Payette brewery plans to expand to a 60-barrel, approximately 40,000-square-foot brewhouse with the long-term potential to pump out as many as 100,000 barrels of beer annually, idahostatesman.com reported on September, 9.

That site has not been chosen. But the beefed-up operation would catapult Payette, which sold 5,348 barrels of beer in 2013, into a new role as Idaho’s largest brewery. Victor-based Grand Teton Brewing Company, which generates about 10,000 barrels yearly in its 30-barrel brewhouse, currently resides in that throne.

“It’s definitely a big jump,” Payette founder Mike Francis says.

Payette sells about 65 percent of its product in cans, including the popular Outlaw IPA. With out-of-state distribution now reaching into Utah, Oregon, Nevada and Washington, the brewery has maxed out its 15-barrel, 11,000-square-foot location, Francis says.

“Where we’d like to go — just more states in the Mountain West and the West Coast — we need a bigger facility to do that,” Francis says.

While it’s exciting to be a local brewery in craft-beer-crazy Boise, Payette is thinking bigger.

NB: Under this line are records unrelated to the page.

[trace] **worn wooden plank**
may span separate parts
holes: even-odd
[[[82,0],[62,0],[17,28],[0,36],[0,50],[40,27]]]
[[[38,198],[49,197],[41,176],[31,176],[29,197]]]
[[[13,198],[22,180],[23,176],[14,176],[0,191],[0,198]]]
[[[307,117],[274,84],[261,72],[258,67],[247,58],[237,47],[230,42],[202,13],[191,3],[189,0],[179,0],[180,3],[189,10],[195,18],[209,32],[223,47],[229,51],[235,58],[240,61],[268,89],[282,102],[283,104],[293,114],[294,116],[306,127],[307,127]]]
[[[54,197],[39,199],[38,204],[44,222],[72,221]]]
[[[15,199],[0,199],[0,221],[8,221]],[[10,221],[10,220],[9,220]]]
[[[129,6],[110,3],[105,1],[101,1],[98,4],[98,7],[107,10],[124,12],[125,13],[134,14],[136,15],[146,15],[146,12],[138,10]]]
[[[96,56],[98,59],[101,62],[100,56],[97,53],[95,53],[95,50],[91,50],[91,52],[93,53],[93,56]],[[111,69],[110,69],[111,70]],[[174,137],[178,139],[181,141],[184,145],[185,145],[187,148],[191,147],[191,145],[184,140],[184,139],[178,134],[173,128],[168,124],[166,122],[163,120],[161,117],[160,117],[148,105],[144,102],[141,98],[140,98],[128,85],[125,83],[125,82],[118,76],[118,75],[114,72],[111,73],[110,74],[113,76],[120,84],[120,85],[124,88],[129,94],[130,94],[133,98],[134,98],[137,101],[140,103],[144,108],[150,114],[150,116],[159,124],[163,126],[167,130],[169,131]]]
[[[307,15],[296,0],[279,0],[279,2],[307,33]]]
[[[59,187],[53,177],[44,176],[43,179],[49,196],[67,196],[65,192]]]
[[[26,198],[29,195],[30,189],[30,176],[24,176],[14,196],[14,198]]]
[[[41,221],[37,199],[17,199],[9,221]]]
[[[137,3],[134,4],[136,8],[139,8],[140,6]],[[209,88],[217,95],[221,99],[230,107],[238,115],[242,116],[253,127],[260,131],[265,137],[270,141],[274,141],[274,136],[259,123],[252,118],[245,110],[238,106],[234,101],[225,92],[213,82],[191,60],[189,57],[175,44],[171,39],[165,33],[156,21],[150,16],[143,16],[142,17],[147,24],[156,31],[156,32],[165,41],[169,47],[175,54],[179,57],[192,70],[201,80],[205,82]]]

“To be a regional brewery in the West, that’s kind of our goal now,” Francis explains. “We love selling beer here. We want to let everybody else in the West know that there’s great beer in Idaho.”

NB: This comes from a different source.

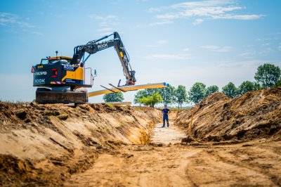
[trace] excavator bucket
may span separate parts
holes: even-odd
[[[36,102],[38,103],[76,103],[84,104],[88,101],[86,92],[74,91],[36,91]]]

Francis hopes to have the larger brewhouse open in a “year-plus.” The possibility of a restaurant component has not been ruled out, but that will depend partly on where the brewery is located. Either way, there will be a tasting room.

The new brewhouse probably will be in the Treasure Valley. But all opportunities are being considered, Francis says.

“We’re looking at a few different sites and a few different options,” he says. “We’re not leaving the state — I can tell you that.”

Since opening in 2010, Payette has proven to be an ambitious, savvy player in Boise’s exploding beer scene. Canning its beers and aggressively pushing its products into stores and regionally, Payette made waves among older, more-established breweries such as Boise’s Sockeye Brewing and neighborhood brewpubs such as Highlands Hollow.

Francis says Payette’s business plan as a brewery won’t change dramatically with expansion; selling 12-ounce cans will remain a huge part of the equation.

However, more brewhouse size will mean more freedom to experiment as a brewer. And since the mark-up on specialty beers typically is higher than beer in cans, it might make financial sense.

“The idea of being able to do more specialty stuff would be nice, would be fun,” Francis says.